Mehra ended the string of tweets with one very important message: “I know it’s a time of hysteria and nerves, but offer to help anyone you can. Not everyone has people to turn to.”
Since the tweet was posted (and at the time of publishing this story), it has received more than 546,000 likes, 100,500 retweets, and more than 5,500 comments.
Everyone needs to check on all our senior citizen neighbors and help out during this time.— BrendaRuns (@BrendaRuns) March 12, 2020
THIS is so important. Particularly for elderly women: one third of whom live alone and half of whom don’t have spouses. Check on your elderly neighbors.— Karma Nemesis (is a Bitch) (@PhoebeC60438330) March 12, 2020
I just texted my mother-in-law to tell her that we would help with grocery shopping or any other errands. Thank you for prompting the thought!— Patti Mulligan #StayHome #WearAMask (@chachina) March 12, 2020
Mehra was also interviewed on CNN today about the viral tweet. “I’ve been so impressed by the response because I wasn’t expecting it, but also I think this is such a trying time for so many people, particularly elderly folks. So, I was glad I could help, and I was glad I could inspire tons of other people to do the same.”
When ask what she wanted others to take away from her story, Mehra responded, “Look out for your neighbors. Look out for the other folks in your community.
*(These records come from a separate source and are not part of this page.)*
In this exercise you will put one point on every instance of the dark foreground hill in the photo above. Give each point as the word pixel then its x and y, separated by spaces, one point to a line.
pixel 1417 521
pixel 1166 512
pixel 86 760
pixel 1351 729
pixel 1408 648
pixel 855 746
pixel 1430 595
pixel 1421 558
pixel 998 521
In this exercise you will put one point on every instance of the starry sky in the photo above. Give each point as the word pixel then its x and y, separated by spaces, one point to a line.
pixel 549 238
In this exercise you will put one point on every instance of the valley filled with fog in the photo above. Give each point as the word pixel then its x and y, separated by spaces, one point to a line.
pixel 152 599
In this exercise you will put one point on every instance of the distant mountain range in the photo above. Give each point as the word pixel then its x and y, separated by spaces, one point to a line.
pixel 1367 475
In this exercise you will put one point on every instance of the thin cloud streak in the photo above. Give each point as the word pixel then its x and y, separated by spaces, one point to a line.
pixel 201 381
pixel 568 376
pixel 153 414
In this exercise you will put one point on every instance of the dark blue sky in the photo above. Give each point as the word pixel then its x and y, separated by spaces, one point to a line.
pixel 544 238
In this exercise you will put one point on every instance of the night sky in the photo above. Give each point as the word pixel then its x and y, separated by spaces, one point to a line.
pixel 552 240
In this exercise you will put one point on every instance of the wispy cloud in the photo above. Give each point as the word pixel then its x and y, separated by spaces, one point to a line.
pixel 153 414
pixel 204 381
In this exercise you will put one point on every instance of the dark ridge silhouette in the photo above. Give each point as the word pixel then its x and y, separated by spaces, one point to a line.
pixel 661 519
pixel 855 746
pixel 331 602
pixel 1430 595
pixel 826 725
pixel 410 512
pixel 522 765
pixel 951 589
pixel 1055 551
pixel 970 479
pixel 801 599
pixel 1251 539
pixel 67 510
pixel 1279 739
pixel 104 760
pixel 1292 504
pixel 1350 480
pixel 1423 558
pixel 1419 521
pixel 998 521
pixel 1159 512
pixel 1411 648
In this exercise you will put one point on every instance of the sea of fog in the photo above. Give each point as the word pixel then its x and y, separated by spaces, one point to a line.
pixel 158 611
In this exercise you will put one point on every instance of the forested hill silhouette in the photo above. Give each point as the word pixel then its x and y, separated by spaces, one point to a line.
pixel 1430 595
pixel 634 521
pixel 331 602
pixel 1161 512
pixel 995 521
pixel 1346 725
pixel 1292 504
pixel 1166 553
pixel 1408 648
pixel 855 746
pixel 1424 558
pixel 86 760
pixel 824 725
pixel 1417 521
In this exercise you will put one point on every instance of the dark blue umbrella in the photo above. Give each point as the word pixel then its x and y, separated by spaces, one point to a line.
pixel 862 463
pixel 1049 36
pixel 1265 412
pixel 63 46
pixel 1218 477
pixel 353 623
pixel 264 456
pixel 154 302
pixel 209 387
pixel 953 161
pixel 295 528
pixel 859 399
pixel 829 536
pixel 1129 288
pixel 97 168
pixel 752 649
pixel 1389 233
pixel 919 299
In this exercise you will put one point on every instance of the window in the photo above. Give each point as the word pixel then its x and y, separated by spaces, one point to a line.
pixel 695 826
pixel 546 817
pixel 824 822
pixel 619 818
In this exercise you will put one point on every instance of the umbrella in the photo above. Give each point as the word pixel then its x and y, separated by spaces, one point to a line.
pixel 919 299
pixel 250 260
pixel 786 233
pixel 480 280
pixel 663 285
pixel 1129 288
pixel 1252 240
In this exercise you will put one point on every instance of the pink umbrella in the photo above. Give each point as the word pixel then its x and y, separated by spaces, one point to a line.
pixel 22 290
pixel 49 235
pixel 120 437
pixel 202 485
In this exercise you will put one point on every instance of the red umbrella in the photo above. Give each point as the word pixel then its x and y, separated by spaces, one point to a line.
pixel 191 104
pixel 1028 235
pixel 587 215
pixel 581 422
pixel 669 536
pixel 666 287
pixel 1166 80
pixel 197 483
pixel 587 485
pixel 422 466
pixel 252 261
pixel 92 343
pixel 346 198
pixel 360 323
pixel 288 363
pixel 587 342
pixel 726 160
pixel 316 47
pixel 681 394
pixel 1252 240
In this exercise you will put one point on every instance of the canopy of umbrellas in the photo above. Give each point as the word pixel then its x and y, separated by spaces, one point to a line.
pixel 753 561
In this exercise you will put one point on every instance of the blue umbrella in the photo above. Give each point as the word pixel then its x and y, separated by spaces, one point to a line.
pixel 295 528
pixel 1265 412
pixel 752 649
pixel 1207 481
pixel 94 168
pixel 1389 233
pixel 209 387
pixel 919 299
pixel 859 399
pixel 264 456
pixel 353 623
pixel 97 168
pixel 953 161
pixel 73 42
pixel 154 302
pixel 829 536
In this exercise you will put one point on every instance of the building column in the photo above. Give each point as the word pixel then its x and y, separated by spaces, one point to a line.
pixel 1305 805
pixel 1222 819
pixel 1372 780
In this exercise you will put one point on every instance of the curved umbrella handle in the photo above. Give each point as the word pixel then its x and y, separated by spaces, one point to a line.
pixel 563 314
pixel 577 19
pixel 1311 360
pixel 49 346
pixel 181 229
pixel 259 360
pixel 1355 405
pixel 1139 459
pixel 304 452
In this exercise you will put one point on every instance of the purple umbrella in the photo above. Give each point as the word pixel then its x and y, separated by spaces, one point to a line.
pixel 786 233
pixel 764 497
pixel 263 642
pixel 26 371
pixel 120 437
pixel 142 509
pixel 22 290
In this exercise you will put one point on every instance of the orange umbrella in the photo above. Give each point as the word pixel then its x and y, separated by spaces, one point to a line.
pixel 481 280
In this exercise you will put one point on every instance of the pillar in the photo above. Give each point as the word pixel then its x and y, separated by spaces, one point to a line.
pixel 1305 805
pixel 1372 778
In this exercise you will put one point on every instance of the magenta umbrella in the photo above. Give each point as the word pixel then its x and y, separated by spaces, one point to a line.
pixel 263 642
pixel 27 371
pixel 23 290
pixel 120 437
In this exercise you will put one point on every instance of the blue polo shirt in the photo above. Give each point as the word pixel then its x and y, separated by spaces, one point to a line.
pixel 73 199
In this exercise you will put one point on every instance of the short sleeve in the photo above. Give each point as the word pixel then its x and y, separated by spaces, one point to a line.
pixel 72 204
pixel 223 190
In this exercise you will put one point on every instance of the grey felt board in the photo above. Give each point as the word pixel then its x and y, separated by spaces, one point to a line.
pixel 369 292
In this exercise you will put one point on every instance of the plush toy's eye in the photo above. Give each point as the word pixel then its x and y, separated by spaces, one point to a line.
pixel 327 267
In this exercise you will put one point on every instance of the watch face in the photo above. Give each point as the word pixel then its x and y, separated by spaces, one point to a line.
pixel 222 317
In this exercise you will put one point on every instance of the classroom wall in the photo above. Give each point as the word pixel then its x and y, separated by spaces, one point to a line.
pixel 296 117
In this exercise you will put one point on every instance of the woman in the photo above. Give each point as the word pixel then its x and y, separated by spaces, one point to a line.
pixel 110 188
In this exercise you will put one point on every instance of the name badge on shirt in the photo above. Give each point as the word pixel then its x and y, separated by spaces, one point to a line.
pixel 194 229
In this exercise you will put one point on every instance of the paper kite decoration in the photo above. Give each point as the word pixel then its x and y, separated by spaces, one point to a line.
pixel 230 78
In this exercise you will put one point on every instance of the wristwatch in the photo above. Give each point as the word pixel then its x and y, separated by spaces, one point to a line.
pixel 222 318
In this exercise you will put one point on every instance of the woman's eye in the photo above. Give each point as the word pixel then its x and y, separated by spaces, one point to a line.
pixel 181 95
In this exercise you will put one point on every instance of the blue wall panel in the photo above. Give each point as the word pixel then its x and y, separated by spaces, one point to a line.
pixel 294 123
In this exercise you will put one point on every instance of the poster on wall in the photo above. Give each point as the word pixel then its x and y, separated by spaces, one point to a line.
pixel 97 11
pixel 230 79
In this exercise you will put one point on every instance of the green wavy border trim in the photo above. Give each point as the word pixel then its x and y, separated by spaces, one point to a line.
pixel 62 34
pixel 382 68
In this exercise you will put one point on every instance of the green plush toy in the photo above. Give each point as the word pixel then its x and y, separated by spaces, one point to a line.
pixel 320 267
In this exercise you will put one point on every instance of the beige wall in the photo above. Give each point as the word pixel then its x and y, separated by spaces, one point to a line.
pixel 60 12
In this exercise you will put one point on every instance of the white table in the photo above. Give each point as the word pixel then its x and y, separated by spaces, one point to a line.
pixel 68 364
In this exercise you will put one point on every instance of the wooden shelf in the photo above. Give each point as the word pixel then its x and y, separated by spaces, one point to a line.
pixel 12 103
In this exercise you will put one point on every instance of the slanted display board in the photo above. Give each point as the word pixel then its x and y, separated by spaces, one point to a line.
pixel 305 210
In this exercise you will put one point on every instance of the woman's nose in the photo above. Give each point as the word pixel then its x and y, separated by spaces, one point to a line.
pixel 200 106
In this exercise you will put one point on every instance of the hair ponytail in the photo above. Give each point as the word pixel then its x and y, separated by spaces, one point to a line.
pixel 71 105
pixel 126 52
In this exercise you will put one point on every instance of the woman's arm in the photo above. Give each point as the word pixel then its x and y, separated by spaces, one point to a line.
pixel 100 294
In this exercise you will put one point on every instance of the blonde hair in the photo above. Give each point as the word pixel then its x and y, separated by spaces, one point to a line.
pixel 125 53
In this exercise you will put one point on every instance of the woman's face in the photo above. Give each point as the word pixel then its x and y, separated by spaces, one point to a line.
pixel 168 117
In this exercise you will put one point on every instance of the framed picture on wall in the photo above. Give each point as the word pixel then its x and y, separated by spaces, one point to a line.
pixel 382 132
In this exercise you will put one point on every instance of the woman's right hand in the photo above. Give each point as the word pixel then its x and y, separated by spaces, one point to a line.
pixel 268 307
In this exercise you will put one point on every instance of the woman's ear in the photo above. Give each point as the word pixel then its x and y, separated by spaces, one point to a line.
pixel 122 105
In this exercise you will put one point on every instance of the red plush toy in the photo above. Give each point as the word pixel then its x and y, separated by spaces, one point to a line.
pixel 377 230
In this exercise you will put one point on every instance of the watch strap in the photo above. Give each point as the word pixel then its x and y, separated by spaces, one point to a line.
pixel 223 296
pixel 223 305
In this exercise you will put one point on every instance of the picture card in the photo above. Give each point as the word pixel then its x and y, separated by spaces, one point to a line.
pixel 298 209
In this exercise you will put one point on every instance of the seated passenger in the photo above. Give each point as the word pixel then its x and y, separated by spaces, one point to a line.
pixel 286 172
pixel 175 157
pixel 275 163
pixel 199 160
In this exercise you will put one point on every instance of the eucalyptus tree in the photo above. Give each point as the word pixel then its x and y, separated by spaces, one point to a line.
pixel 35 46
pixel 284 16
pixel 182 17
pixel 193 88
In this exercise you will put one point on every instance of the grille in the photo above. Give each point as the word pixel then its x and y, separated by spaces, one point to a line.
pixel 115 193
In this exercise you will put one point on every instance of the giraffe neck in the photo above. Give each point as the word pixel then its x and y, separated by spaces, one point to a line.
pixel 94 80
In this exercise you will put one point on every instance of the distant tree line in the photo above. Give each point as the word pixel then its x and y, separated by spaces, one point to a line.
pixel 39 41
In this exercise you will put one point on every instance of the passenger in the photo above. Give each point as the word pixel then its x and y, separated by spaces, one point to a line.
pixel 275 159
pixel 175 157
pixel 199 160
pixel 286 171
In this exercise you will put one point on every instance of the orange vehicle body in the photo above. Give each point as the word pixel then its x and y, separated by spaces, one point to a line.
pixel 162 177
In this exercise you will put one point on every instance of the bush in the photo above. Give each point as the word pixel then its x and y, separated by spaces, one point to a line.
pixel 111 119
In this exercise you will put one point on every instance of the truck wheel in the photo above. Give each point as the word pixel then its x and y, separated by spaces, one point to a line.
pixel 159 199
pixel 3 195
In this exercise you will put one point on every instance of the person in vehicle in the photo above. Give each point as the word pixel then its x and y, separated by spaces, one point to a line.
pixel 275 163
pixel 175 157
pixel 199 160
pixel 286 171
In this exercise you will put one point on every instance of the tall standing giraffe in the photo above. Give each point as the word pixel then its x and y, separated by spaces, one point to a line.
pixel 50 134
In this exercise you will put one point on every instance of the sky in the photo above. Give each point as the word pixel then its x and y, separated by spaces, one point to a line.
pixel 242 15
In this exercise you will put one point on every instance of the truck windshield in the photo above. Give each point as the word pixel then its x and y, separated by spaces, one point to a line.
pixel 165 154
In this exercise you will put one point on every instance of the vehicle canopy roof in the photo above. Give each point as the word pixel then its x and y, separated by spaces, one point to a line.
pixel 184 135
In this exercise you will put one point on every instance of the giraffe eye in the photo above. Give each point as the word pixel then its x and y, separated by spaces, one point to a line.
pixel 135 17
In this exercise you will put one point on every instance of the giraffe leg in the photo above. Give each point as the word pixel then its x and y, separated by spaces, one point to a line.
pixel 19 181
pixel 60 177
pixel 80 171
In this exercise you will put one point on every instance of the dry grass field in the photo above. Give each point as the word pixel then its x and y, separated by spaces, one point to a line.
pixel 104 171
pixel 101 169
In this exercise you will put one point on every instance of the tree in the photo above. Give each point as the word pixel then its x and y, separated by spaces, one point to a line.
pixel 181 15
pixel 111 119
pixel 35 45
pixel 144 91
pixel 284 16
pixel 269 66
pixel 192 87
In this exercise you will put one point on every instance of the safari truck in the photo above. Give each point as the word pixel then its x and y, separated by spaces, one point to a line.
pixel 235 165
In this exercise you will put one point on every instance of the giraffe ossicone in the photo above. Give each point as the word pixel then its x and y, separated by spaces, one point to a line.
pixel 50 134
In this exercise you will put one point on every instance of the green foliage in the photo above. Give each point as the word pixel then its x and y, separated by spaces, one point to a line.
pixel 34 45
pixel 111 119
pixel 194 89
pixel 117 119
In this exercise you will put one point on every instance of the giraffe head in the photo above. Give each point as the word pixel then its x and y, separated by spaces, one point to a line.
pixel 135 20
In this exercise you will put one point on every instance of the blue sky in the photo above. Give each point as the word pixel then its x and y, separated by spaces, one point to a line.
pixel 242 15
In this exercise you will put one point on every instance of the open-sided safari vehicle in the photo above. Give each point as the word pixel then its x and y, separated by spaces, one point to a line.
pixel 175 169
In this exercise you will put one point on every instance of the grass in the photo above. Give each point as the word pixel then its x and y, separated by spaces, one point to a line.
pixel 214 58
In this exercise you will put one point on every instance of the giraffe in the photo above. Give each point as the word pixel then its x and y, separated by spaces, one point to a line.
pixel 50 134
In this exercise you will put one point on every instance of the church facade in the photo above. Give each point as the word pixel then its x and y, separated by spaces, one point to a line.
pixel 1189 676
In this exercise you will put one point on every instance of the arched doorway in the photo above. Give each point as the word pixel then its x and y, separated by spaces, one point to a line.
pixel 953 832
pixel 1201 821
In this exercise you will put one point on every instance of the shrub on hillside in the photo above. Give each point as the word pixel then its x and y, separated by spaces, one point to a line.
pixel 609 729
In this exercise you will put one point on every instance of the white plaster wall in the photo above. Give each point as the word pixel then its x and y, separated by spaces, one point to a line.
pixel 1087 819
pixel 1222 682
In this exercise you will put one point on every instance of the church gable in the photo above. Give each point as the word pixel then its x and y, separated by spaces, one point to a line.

It’s a difficult time. People are really scared. There’s a lot of nerves; you can see it in schools, at grocery stores, and other places around the community I live in.”
To help care for an older adult, the CDC recommends the following:
- Know what medications your loved one is taking and see if you can help them have extra on hand.
- Monitor food and other medical supplies (oxygen, incontinence, dialysis, wound care) needed and create a back-up plan.
- Stock up on non-perishable food items to have on hand in your home to minimize trips to stores.
- If you care for a loved one living in a care facility, monitor the situation, ask about the health of the other residents frequently and know the protocol if there is an outbreak.
“Kindness helps,” Mehra told CNN. “If someone is having a hard time or someone can’t get basic essentials, reach out to them. You never know the kind of impact you’re able to have.”